Um garoto faz treze anos e o máximo que ele se sente impelido a fazer é passar um creme em suas espinhas. Já a mulher precisa retirar seus pelos, o frizz de seus cabelos, pintar suas unhas, apresentar a pele sem poros e imperfeições. Tudo isso de um dia para o outro.

Por 12 anos e 364 dias nos é permitido deixar a natureza seguir seu curso. Fazemos 13 e a luta começa. Uma luta incessante e sem prazo de término. As meninas são criadas apavoradas com a ideia de serem rejeitadas. Passam por um ritual imenso que vai do emagrecimento a retirada de pelos apenas para estarem atraentes os homens. Com questões como essas na cabeça, Moran se deparou com a autora Germaine Greer¹, que em 1970 lançou The Female Eunuch, o livro que mudou sua perspectiva.

Germaine faz com que ser mulher – fazer parte do gênero sexual jogado para escanteio, indignado, silenciado e esmagado – de repente pareça uma coisa fantástica”. SOU FEMINISTA. Diga em voz alta (ou escreva em caps look). Se você tem vergonha disso, você está dizendo ao patriarcado “tome meu voto de volta”, deposite meu salário na conta do meu marido. Diz ela de forma irreverente. Hoje em dia “é tecnicamente impossível” uma mulher argumentar contra o feminismo. Se você escolhe com quem casar, você é feminista. Se acha que deve ter direito a receber uma herança em seu nome, você é feminista.

Como Ser Mulher

Com o passar dos anos, Moran foi modernizando seu pensamento em relação a algumas questões apresentadas por Greer. “Uma feminista de verdade, jamais contrataria outra mulher para limpar sua casa. Porém, a bagunça é um problema da humanidade. Os trabalhos domésticos são questões de todos. Um homem que emprega um faxineiro é visto como um empregador.”

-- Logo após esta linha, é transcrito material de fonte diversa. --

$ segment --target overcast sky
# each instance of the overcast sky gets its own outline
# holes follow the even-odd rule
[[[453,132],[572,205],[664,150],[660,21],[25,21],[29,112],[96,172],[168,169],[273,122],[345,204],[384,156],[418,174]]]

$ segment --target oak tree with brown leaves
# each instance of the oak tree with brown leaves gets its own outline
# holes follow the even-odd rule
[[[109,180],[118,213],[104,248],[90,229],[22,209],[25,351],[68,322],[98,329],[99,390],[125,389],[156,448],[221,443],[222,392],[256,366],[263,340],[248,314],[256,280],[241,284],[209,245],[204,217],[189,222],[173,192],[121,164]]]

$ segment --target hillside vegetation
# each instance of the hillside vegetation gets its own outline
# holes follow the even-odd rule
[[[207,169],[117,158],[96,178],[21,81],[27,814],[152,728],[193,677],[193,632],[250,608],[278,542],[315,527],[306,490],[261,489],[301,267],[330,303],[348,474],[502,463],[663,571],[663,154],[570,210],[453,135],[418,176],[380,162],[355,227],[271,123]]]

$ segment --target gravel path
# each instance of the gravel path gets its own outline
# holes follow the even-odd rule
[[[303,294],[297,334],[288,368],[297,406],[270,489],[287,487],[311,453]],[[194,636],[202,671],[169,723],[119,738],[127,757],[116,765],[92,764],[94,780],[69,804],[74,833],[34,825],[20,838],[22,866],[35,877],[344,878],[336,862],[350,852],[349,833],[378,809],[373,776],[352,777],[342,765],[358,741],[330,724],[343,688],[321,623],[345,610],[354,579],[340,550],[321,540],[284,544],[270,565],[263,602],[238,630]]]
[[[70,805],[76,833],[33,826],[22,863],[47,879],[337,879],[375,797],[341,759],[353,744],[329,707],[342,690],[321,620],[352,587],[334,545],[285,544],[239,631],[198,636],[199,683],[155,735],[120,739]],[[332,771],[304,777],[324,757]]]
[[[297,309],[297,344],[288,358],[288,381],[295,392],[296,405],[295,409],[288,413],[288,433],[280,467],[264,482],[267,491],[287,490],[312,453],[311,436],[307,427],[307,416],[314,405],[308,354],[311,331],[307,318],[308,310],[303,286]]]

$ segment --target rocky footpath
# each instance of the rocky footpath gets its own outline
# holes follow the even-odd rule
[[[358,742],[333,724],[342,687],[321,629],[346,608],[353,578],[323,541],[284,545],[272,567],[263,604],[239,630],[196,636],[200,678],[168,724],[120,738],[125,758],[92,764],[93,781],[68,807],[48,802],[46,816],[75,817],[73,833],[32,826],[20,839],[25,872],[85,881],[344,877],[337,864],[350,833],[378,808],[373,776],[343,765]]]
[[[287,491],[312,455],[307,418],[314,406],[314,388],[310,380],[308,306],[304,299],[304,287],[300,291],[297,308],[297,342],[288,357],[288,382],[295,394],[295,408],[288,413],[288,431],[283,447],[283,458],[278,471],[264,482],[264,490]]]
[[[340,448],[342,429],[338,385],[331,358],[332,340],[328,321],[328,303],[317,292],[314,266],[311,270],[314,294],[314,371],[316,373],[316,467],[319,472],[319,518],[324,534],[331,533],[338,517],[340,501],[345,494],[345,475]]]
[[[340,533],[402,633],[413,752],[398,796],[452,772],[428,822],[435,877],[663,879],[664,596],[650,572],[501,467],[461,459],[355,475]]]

O livro nos diz que se uma mulher que trabalha, ao se ver diante da falta de tempo para gerir sua vida pessoal, precisa terceirizar as tarefas domésticas e para isso contrata uma pessoa para cuidar de seu filho ou limpar sua bagunça, a culpa é da forma como o horário de trabalho se organizou no sistema capitalista. Não se trata de oprimir outra mulher. É um assunto delicado e cheio de nuances. 

Uma outra questão abordada é a falta de espaço para a mulher como artista. Caitlin conta que durante seus anos como jornalista no jornal Melody Maker, havia um esforço para se divulgar a música feita pelas moças. Mas havia uma questão. As mulheres perdiam pontos em relação a qualidade do trabalho. Poucas mulheres são estimuladas a criar.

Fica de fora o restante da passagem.